It seems as we are approaching next weeks public release of the Windows 8 Consumer Preview the pace of posts from the Building Windows 8 Blog is increasing.

In the Using the language you want post that went live during the night Steven Sinofsky introduces it, like he has all the other posts on that blog, and says that this change was meant to allow anyone, anywhere to see the display language they chose.

Since its introduction in Windows 2000, Multilingual User Interface technology, or MUI, has allowed customers to install additional display languages on their Windows PCs and to switch between them. But for the majority of users, the language you got when you booted up your Windows PC for the first time was likely the one you were stuck with. For Windows 8, we have reimagined the display language experience, focusing on making additional display languages available to all Windows users, making them super easy to find and install, and allowing users to switch between them. This blog entry unveils the changes we’ve been making in Windows to achieve this.
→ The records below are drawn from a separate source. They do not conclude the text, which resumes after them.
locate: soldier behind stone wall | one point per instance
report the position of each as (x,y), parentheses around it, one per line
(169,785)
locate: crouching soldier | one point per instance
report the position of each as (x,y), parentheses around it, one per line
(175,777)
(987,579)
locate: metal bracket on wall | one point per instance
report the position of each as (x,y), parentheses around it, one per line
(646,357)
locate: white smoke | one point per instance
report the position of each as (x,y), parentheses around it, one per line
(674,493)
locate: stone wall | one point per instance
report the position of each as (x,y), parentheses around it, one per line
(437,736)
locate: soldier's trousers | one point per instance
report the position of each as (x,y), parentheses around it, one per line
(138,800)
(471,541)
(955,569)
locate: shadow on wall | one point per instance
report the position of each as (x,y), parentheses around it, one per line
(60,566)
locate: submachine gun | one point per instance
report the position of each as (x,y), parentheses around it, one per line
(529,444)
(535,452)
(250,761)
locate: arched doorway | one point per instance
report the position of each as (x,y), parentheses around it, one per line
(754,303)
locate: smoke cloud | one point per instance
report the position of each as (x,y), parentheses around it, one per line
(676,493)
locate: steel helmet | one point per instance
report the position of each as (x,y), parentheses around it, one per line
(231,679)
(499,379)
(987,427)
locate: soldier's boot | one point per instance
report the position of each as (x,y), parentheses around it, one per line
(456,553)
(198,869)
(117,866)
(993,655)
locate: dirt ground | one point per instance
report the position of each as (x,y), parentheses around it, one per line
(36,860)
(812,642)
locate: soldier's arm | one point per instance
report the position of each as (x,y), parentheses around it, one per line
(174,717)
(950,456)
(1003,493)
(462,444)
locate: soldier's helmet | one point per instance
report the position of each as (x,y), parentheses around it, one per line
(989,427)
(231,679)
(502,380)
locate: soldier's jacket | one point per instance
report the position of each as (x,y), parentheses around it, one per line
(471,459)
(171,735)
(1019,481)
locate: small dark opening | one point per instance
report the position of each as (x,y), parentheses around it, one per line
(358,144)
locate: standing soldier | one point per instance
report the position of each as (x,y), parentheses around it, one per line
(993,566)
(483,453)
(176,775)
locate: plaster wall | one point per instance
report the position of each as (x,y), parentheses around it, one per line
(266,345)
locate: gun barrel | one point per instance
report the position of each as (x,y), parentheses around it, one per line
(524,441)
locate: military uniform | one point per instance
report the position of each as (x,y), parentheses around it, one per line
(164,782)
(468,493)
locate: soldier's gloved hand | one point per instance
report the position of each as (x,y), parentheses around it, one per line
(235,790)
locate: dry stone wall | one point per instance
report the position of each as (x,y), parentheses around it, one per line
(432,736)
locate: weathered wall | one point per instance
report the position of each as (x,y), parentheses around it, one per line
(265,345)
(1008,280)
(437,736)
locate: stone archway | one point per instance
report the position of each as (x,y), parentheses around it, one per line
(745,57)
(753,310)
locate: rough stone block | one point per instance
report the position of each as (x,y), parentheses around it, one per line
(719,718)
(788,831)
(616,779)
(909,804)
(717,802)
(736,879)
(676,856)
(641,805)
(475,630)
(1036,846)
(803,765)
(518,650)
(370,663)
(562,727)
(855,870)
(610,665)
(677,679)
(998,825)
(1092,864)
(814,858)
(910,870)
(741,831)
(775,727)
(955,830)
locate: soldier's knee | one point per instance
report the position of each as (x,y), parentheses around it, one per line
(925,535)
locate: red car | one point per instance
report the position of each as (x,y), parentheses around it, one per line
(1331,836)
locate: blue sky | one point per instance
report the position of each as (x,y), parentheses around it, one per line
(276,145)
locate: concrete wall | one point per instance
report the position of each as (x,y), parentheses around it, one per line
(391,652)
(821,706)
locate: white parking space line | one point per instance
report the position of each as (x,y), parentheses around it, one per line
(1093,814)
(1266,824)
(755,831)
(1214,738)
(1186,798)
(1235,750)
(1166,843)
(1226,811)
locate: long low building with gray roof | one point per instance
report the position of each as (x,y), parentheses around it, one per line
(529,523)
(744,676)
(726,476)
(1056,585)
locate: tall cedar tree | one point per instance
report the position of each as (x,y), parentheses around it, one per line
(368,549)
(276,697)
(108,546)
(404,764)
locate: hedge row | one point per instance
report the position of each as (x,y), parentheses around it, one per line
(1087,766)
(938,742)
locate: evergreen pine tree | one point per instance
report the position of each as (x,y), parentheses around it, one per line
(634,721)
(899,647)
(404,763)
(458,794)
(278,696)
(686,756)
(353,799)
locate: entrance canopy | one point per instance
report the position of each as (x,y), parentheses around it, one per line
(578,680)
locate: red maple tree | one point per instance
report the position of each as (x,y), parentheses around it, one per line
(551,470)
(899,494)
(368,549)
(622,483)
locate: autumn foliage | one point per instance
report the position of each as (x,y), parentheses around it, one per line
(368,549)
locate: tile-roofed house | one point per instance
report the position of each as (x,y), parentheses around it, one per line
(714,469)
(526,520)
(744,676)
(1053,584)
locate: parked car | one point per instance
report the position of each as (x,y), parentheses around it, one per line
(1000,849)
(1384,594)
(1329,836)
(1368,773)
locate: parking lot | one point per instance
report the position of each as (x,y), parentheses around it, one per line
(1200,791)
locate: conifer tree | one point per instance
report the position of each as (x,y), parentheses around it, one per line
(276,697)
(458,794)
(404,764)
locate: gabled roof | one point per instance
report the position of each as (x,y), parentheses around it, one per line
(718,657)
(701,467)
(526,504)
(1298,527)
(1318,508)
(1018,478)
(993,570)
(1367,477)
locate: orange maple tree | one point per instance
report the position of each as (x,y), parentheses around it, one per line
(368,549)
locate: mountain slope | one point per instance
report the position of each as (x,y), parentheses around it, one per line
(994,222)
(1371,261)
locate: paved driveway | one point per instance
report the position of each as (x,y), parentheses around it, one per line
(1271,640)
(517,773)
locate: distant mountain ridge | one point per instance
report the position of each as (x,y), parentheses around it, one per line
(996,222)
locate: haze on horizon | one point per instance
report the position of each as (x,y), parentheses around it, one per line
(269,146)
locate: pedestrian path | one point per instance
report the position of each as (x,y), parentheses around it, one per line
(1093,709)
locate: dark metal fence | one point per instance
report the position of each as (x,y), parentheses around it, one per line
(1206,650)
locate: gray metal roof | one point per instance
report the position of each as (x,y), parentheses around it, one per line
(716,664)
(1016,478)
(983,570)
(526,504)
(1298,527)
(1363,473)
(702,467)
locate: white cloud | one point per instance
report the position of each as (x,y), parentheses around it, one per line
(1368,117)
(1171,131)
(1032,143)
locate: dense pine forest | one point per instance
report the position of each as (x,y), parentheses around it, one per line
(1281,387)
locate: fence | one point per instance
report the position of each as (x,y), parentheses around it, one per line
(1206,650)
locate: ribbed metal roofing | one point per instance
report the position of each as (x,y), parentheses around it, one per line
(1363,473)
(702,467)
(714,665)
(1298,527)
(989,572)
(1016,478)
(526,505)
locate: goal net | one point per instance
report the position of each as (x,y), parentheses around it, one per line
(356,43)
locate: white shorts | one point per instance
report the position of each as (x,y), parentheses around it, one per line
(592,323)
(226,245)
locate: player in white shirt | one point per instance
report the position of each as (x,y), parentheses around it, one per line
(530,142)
Highlights of some of the improvements that Windows 8 will have relating to display languages from the past are:

  • New and easier way to get languages – a new Control panel applet is a one stop shop for all things relating to languages.  From downloading them or choosing them for use, this applet centralizes previously different resources for downloading languages in the OS.
  • More languages – Windows 8 will add 14 additional display languages to bring the total available to 109 languages compared to the 95 that are currently available for Windows 7. They are also adding 13 new Language Interface packs or LIPs.  These are installed on top of the display language you use to localize the user interface elements for the most commonly used Windows features.

They estimate that these additional languages means that over 4.5 billion people will be able to use Windows in their own language.

According to the blog post by Ian Hamilton, a Program Manager on the Windows International Team, this is not the end of efforts to improve languages in Windows.  He indicates a future blog post will explain changes made to text entry, locale support and other areas of Windows 8 relating to Display Languages and LIPs.